En route to the hospital I hear an anguished cry from the back. The patient’s mother: Come on, Richard.
Frank shouts through the hatch to me. Respiratory arrest. But we’re only two minutes away from the hospital so he tells me to carry on driving whilst he bags him.
As I swing into the car park I give a meaningful nod backwards over my shoulder to a paramedic sipping tea in the cab of his ambulance. He jumps out to help as I back into a space, opening the door and climbing inside almost before the ambulance is stationary.
The crash team close around us as we barrel into resus.
Half an hour later Richard is tubed. Stretched out in ITU. General opinion: sepsis of the lungs. Prognosis: poor.
Doctor Hall is striding out to his car just as we pull up. He waves his keys in the air to acknowledge us – an energetic movement that rides back the sleeve of his brown corduroy jacket – then jumps in to his silver Mini and revs it up. In his multi-coloured scarf, cream chinos and expensively distressed loafers, he could be a catalogue illustration from Country Doctor Casuals. I watch him skitter up the steep drive out into the lane, then I back in to the top of it.
‘I won’t go all the way down,’ I tell him as we convene outside the winding path that lead to the front door. ‘It’s a little too steep for the ambulance.’
‘Yes. Of course. These country piles. Anyway – the business at hand. Thanks so much for coming. Here’s the thing.’

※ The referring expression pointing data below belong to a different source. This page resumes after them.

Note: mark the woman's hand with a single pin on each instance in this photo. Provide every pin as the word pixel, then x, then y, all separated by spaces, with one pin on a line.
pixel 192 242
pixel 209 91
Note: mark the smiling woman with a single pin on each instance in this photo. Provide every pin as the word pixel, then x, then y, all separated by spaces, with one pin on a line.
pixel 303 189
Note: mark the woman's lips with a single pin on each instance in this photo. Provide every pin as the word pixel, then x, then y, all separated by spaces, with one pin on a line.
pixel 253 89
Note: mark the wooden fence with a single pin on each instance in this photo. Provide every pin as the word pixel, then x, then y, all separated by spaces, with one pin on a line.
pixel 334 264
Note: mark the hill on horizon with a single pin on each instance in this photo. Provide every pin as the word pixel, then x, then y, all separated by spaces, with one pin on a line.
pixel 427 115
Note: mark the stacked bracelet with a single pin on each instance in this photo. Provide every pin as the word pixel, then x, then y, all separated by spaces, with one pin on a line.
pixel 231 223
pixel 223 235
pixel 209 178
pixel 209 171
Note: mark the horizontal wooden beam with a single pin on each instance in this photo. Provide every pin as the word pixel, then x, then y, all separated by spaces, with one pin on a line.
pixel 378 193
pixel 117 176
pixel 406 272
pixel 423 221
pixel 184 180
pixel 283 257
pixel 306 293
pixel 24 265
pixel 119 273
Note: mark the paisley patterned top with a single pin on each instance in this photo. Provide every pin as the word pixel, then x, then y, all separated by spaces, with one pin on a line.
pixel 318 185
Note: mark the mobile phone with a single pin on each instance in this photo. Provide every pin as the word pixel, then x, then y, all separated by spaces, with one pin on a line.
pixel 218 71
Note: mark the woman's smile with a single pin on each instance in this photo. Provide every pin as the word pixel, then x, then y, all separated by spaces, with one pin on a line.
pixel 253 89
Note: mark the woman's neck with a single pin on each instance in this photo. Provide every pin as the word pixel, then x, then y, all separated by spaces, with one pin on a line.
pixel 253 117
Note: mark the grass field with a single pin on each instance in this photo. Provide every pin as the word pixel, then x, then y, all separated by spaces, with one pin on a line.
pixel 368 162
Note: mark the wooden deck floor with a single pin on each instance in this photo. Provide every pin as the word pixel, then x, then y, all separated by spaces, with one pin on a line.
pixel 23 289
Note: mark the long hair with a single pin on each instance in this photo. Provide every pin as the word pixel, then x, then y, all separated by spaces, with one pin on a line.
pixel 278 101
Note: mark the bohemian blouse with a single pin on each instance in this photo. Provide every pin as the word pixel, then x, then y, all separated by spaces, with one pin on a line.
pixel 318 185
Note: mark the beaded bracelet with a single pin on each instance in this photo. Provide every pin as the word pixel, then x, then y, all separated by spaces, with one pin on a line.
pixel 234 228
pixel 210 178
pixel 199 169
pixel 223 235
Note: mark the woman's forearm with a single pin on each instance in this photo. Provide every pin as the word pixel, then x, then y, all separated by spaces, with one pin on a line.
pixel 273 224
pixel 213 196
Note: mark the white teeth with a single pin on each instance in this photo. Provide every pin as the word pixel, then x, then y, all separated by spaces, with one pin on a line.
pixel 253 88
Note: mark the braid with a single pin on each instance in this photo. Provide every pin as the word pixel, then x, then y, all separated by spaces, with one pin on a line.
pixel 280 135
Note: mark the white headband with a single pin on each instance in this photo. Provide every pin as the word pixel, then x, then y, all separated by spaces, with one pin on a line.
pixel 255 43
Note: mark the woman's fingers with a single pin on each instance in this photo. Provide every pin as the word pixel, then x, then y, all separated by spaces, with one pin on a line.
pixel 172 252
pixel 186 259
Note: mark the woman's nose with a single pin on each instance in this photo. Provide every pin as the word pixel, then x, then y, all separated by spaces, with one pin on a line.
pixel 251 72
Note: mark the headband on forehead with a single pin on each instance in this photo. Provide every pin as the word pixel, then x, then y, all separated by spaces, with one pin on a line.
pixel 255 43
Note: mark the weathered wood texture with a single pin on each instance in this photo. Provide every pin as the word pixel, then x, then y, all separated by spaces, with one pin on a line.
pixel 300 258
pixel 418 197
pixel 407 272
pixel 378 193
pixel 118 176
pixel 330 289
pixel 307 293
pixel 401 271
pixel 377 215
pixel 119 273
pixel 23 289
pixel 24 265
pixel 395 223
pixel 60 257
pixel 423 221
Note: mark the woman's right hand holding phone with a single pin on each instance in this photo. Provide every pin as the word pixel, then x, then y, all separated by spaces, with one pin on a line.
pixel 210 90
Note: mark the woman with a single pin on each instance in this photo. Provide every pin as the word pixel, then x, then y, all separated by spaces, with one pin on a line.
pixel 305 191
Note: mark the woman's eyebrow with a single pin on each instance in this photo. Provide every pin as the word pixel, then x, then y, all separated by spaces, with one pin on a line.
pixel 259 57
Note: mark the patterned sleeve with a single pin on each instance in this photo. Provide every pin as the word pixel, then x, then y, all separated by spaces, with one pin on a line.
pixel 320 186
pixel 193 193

We follow him up the path through overgrown stands of bamboo and rhododendron. He gives a brief description of the incident, speaking vigorously, laying out his words right and left like an explorer with a machete.

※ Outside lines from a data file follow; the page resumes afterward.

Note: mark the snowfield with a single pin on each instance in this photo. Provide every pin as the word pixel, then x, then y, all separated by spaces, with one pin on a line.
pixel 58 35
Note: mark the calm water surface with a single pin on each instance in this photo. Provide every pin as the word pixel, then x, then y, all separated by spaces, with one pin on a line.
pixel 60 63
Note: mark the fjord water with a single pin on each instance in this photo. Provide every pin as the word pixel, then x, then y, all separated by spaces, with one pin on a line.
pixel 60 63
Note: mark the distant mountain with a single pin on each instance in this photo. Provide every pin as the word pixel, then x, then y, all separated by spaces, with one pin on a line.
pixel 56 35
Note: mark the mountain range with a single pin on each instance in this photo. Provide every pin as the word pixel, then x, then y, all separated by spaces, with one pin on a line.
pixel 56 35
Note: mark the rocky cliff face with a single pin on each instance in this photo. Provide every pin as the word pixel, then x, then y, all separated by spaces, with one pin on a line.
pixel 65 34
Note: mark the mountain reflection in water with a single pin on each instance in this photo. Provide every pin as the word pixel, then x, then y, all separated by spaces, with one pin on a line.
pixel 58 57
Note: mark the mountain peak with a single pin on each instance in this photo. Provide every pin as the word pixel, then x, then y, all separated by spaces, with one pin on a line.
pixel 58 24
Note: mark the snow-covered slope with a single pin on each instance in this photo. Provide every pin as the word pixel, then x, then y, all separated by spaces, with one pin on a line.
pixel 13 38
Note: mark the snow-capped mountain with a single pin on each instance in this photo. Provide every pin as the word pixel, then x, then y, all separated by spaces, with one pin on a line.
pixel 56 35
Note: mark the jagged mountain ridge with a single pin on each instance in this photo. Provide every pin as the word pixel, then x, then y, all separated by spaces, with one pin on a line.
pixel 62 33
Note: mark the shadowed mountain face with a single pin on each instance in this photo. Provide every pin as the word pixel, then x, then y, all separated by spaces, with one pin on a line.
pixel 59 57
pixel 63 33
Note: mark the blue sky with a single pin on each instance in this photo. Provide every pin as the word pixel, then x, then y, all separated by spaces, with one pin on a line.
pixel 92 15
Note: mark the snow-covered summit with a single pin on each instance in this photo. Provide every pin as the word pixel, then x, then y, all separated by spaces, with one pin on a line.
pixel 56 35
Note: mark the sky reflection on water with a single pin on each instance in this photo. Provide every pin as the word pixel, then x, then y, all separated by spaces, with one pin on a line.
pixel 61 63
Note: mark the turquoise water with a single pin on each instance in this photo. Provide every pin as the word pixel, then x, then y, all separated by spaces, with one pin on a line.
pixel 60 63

‘Our man here Richard is forty odd, lots going on, poor chap. Latest being a spell in hospital with a liver abscess. COPD. Mitral incompetence. You name it. He says he’s had a chest infection for about a week, but this is the first time I’ve been out to have a look, I’m afraid. Out of hours prescribed antibiotics over the phone three days ago, but it’s worse than that. I haven’t got a sats probe, but you don’t really need one to tell that basically his oxygen levels are crap. I think it’s a ride to A&E for chest x-rays, TLC – ASAP, if you don’t mind, chaps.’

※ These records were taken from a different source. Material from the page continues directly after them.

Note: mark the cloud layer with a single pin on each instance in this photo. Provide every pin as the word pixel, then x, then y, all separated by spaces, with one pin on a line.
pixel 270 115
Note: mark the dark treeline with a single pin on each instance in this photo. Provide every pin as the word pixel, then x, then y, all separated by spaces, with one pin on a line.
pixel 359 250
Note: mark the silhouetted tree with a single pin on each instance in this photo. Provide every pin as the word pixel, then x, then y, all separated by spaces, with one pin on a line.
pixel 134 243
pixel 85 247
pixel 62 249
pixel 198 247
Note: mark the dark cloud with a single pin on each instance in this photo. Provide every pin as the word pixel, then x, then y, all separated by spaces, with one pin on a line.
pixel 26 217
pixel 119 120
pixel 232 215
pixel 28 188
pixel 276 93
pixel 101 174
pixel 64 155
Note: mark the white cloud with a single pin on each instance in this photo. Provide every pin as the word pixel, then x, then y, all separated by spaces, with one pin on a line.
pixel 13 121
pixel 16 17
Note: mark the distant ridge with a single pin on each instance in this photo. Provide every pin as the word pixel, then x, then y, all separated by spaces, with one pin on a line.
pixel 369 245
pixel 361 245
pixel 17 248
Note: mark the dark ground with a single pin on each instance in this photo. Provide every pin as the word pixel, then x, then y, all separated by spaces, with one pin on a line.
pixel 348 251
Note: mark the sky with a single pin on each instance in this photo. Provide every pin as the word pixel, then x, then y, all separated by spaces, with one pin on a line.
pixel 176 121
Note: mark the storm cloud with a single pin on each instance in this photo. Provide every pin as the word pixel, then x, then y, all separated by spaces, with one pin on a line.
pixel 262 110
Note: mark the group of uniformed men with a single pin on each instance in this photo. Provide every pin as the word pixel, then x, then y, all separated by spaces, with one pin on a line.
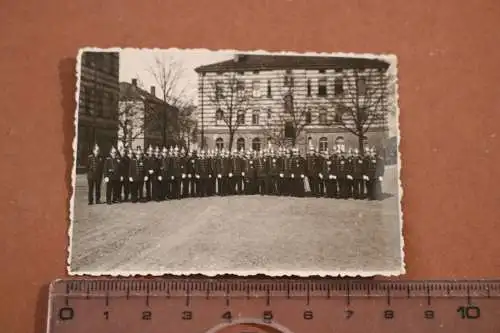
pixel 176 173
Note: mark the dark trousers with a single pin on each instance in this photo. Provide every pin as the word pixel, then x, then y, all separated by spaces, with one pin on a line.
pixel 358 188
pixel 137 190
pixel 157 189
pixel 112 191
pixel 185 187
pixel 125 188
pixel 149 187
pixel 374 189
pixel 298 187
pixel 94 190
pixel 313 184
pixel 331 188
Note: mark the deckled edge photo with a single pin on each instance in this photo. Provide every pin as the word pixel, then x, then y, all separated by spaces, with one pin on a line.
pixel 392 59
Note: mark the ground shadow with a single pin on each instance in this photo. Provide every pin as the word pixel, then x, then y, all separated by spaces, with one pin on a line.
pixel 41 310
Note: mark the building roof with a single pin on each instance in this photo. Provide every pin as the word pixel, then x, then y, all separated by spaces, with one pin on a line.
pixel 252 62
pixel 129 91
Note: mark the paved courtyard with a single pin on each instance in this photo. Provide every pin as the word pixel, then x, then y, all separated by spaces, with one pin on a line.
pixel 237 234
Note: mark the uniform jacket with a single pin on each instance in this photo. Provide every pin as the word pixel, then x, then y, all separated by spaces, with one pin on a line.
pixel 111 168
pixel 95 167
pixel 358 167
pixel 136 169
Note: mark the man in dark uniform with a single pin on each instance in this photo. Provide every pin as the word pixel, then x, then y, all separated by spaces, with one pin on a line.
pixel 112 177
pixel 323 172
pixel 95 164
pixel 342 170
pixel 261 173
pixel 163 175
pixel 211 181
pixel 149 166
pixel 331 182
pixel 201 174
pixel 349 173
pixel 190 171
pixel 123 171
pixel 358 188
pixel 311 171
pixel 237 168
pixel 298 169
pixel 176 170
pixel 273 167
pixel 155 181
pixel 137 175
pixel 284 181
pixel 379 174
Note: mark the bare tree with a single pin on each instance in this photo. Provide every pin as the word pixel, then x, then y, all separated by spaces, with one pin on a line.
pixel 362 102
pixel 188 125
pixel 167 73
pixel 231 99
pixel 298 111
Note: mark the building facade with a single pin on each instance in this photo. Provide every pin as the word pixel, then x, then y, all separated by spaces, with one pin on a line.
pixel 260 101
pixel 98 103
pixel 144 119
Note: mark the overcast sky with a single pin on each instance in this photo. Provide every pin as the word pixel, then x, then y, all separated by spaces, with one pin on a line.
pixel 136 63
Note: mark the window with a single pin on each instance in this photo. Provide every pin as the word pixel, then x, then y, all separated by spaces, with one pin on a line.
pixel 289 129
pixel 240 85
pixel 219 117
pixel 323 144
pixel 219 90
pixel 240 144
pixel 256 89
pixel 361 86
pixel 240 119
pixel 219 144
pixel 256 144
pixel 339 114
pixel 339 86
pixel 288 82
pixel 339 143
pixel 255 117
pixel 288 103
pixel 308 117
pixel 322 116
pixel 322 86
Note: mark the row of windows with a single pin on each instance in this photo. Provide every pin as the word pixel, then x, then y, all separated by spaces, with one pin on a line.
pixel 256 143
pixel 305 118
pixel 322 87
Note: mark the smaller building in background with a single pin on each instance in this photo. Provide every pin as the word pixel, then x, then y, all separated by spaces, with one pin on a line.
pixel 144 119
pixel 98 104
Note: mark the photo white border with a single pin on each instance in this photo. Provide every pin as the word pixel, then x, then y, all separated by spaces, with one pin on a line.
pixel 389 58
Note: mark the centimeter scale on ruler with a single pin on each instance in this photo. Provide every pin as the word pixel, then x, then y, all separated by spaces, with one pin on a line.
pixel 254 306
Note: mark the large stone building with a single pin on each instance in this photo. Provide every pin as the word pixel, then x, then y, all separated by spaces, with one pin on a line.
pixel 257 101
pixel 143 118
pixel 98 103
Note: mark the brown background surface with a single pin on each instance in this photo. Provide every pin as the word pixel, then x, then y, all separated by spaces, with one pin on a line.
pixel 449 99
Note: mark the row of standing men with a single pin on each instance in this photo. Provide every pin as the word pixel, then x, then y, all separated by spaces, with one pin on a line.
pixel 171 173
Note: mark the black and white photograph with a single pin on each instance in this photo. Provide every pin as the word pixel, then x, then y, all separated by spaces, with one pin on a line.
pixel 236 162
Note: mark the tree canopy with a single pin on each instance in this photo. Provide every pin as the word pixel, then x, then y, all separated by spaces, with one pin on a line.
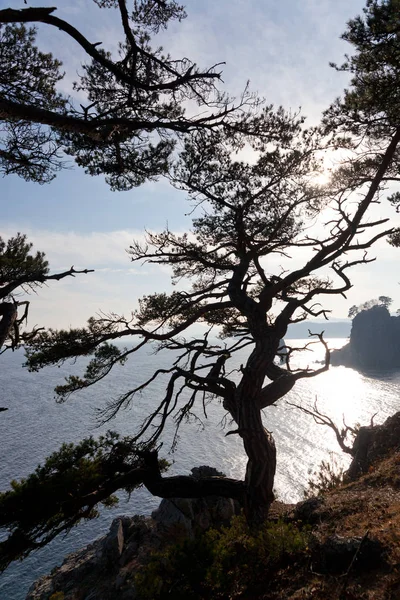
pixel 137 104
pixel 21 272
pixel 267 248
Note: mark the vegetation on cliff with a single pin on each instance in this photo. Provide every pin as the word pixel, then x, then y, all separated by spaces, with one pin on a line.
pixel 224 270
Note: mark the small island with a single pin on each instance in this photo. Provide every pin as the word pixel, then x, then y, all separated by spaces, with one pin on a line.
pixel 374 340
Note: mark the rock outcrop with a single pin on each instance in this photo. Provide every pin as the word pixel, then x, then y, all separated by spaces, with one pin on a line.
pixel 373 443
pixel 374 341
pixel 105 569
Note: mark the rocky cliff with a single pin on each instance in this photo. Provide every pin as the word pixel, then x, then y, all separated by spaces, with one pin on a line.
pixel 374 341
pixel 353 551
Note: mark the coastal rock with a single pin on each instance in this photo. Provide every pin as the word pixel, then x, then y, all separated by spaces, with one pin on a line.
pixel 374 341
pixel 373 443
pixel 338 554
pixel 105 569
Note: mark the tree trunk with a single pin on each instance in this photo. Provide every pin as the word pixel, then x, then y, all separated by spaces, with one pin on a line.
pixel 9 313
pixel 261 466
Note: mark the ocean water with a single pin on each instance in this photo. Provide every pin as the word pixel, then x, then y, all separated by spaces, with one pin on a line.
pixel 35 425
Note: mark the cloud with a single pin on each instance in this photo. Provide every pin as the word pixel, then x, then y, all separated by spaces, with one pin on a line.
pixel 92 250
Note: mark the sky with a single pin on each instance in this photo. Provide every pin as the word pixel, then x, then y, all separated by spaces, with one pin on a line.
pixel 283 48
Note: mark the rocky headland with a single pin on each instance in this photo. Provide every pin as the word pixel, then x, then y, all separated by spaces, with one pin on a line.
pixel 374 342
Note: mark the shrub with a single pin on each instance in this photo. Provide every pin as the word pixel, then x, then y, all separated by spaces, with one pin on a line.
pixel 329 476
pixel 220 563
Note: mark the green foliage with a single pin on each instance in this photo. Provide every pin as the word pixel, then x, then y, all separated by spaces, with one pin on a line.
pixel 221 563
pixel 57 596
pixel 328 477
pixel 66 489
pixel 30 77
pixel 18 263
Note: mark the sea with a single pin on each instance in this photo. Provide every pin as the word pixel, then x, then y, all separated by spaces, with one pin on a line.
pixel 35 425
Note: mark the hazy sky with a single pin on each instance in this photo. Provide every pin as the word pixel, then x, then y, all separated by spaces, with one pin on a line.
pixel 283 48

We arrive at the front door. Dr Hall raps twice on the star-frosted pane and we all troop inside.
‘I’ve brought reinforcements,’ he shouts up into the house, a building of steeply shadowed angles, doorways open and closed, a standing air of life lived in antique but neglected compartments.
An elderly woman shuffles into the hallway from one of these rooms. She has on a great black overcoat with a bag draped over her arm.
‘I’ve got Richard’s medications,’ she says, then: ‘Hello – I should say to begin with.’
She watches as Dr Hall leads us up a narrow staircase with an alarming turn midway.
‘Don’t envy you chaps that,’ he says. Up onto a landing, into a small bedroom and a man sitting on the edge of a sofa-bed, struggling to breathe.
Richard looks sideways and up at us; it’s as if someone had drained all the blood from his face, and then underscored each prominent eye with a black marker pen. He looks back, returning to his vigil.
‘We’ve got a chair and some oxygen for you, Richard,’ says Frank, stepping forward and touching him on the shoulder. I fit a mask together and hand it to him.
‘Wait a minute. Wait a minute,’ gasps Richard, patting either side of him, feeling under the rucked sheets, moving aside containers of red grapes, packets of crackers. ‘I don’t want to forget anything.’
‘The sooner we get you out to the ambulance and to hospital, the sooner we can start to get you better.’
‘Wait a minute.’
He shuffles along the bed away from the chair.
‘I’ve just got to change my watch.’
‘Don’t worry about that.’
‘No. I can’t take this one.’
He reaches out to the chest of drawers just beside the bed, a rickety piece of furniture covered with medication packets, tissues, cream pots – and half a dozen wrist watches, some of them with heavy link gold straps, some of them in cheap black plastic, each with its face perfectly in line with the chipped edge of the drawer top. Richard takes off his current watch with trembling fingers, places it at the end of the line, then waggles his fingers backwards and forwards over the others as he makes his selection.
‘Which one can I most afford to lose?’ he says.